Congress must act in response to outrageous presidential immunity decision
The Supreme Court’s decision in Trump v. United States has serious consequences for our democracy, and increases the urgency for passing the Protecting Our Democracy Act, according to testimony CREW submitted to the Senate Committee on the Judiciary for the hearing “When the President Does It, that Means It’s Not Illegal”: The Supreme Court’s Unprecedented Immunity Decision.

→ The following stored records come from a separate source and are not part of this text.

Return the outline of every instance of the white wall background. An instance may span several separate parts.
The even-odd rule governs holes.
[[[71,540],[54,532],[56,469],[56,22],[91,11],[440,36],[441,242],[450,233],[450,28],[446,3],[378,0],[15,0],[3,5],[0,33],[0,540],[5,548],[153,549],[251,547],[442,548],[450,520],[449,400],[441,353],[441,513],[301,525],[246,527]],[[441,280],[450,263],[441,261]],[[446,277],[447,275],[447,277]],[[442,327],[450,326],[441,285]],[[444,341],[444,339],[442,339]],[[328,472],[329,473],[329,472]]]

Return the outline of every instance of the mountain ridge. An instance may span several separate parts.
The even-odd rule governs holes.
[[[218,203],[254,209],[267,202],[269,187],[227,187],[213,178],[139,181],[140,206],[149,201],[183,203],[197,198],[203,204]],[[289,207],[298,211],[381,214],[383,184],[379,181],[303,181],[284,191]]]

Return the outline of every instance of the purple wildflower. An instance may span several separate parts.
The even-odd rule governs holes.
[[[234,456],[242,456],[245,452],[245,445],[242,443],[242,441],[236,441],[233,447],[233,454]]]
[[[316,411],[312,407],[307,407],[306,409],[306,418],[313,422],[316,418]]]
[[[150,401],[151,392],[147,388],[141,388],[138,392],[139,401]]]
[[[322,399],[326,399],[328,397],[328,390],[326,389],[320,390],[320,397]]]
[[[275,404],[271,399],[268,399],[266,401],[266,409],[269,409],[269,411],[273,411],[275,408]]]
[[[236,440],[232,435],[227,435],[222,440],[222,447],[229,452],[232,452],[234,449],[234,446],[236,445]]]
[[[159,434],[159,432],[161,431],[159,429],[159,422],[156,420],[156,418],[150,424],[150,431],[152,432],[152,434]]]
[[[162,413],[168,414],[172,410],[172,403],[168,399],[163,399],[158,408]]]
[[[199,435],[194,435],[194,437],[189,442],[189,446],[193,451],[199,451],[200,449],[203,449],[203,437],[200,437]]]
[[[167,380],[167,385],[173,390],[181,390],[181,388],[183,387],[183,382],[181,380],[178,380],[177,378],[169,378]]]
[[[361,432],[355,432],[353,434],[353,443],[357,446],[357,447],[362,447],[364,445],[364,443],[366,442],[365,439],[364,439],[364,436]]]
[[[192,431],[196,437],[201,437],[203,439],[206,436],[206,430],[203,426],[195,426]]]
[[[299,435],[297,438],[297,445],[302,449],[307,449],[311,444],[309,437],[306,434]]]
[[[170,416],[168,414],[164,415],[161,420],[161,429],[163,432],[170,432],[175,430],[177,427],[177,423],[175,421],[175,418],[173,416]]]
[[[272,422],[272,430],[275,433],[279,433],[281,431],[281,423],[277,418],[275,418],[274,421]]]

Since the founding of our country, there have been constraints placed on the presidency, with a fundamental recognition that the president, and the presidency, is not above the law. However, in Trump v. United States, the Supreme Court issued a deeply divided opinion holding that not only can former presidents never be prosecuted for core aspects of their jobs, but they also have presumed immunity protecting them from prosecution for all official acts. While the Supreme Court did hold that a former president could be prosecuted for private conduct, it took a broad view of what constitutes an official act, making it legally ambiguous to distinguish the two.
For years, CREW has called on Congress to pass comprehensive democracy reform legislation to start reversing America’s democratic decline, including passing the Protecting Our Democracy Act. We can no longer ignore the harms caused by the Supreme Court’s ahistorical and misguided decision in Trump v. United States. It is up to Congress to act and to legislate in order to mitigate some of those harms. The Protecting Our Democracy Act would strengthen the guardrails of our democracy to prevent abuses of executive power and corruption in the first place by reforming emergency powers, strengthening executive branch oversight and enforcing the emoluments clauses, amongst other reforms.
The time for Congress to act has come. It can and must act swiftly to limit the powers of the presidency and place guardrails against misconduct in order to meaningfully honor our constitutional system of checks and balances and limit anti-democratic behaviors.